Borrowers already enrolled in income-driven repayment plans will automatically receive credit for forbearances or deferments that meet the requirements, such as having been in forbearance either for 12 or more consecutive months or for 36 or more months total, the Education Department said.
Borrowers in other repayment plans can also get this credit. To get forgiveness, though, they must switch to an income-driven repayment plan when student loan payments resume.
For those who switch to an income-driven plan, past payments count toward loan forgiveness, said Mr. Kantrowitz. The 2½ years in which student loan payments have been suspended due to the pandemic also count, he added.
Borrowers enrolled in the Public Service Loan Forgiveness program may also have to take steps under a temporary program that expires after Oct. 31.
To qualify for this loan forgiveness program, borrowers in public service jobs must either be in an income-driven repayment plan or a 10-year standard plan. Some who thought they were on track for forgiveness have discovered they enrolled in a repayment plan that does not qualify, such as an extended repayment plan with a longer term than 10 years.
Under a temporary program announced last year, those who have not already done so should file a Public Service Loan Forgiveness Form at https://studentaid.gov/pslf by Oct. 31. This allows them to have past payments count toward Public Service Loan Forgiveness, no matter which repayment plan they used. They can also get credit for late and partial payments, Mr. Kantrowitz said.
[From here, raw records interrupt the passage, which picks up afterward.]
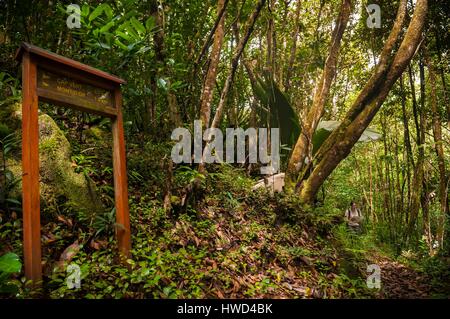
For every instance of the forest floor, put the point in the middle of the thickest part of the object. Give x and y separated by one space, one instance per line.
400 281
224 242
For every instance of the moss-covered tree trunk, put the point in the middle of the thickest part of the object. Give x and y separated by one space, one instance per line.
302 150
339 144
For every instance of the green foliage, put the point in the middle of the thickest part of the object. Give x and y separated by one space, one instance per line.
8 143
277 108
9 264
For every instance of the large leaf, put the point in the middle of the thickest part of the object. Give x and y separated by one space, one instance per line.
324 129
10 263
276 105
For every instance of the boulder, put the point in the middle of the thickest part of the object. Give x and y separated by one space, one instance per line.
58 181
274 183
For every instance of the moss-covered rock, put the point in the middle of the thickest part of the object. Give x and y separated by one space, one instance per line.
58 180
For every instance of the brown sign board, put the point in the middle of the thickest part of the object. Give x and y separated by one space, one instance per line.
76 94
49 77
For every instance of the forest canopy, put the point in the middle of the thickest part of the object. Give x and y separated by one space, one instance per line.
346 101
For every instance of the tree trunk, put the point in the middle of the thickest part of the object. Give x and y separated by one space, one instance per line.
208 87
234 63
340 142
438 145
287 82
302 150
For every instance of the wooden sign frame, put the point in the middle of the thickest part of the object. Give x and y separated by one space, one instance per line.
56 79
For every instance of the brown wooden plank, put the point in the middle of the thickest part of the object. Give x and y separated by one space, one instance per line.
120 180
76 74
26 47
66 91
75 89
30 171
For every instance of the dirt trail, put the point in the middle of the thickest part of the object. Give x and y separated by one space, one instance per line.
399 281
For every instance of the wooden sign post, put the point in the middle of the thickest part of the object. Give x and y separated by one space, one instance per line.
53 78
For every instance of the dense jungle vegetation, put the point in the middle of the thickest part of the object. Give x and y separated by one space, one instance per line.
363 114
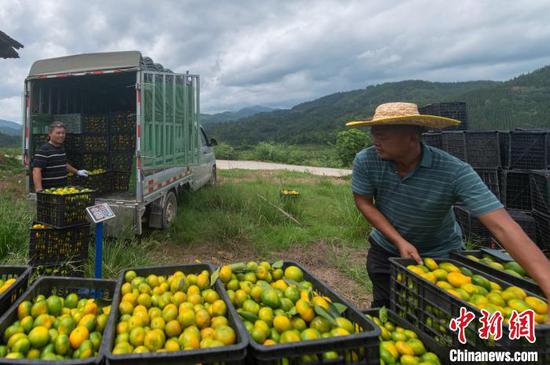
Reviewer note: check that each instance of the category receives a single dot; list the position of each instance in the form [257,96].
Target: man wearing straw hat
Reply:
[406,190]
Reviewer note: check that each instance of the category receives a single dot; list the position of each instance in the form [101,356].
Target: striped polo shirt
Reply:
[419,205]
[53,162]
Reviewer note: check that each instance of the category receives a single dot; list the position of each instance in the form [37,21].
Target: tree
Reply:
[349,142]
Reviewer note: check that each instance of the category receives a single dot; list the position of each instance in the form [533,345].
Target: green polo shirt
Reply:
[419,205]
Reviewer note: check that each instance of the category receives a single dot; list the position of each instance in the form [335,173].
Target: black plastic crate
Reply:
[430,308]
[21,274]
[433,139]
[123,142]
[483,149]
[95,124]
[95,143]
[68,268]
[429,343]
[516,192]
[92,161]
[540,190]
[491,178]
[122,123]
[524,283]
[455,144]
[364,344]
[543,231]
[122,161]
[73,143]
[530,149]
[75,159]
[233,354]
[101,290]
[120,180]
[61,211]
[55,245]
[101,183]
[504,143]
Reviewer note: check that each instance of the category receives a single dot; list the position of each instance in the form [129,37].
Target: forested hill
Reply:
[520,102]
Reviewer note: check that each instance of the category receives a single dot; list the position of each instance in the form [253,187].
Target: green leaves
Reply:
[326,315]
[383,314]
If after those adjustments the borrower does not have the 10 years’ worth of monthly payments needed for debt forgiveness, he or she should switch to an income-driven repayment plan.
Some borrowers need to take an extra step.
Federal loans issued under the Federal Family Education Loan program, which was discontinued in 2010, do not qualify for the Public Service Loan Forgiveness program. But these loans can be consolidated under the Federal Direct loan program to qualify — and past payments can count toward loan forgiveness for those who consolidate and file necessary forms by Oct. 31.
The new relief initiatives offer another reason to consolidate, said Ms. Mayotte. They allow a borrower who consolidates with, say, eight years of payments on one loan and four years of payments on another to receive eight years of credit toward forgiveness on the new consolidated loan, she said.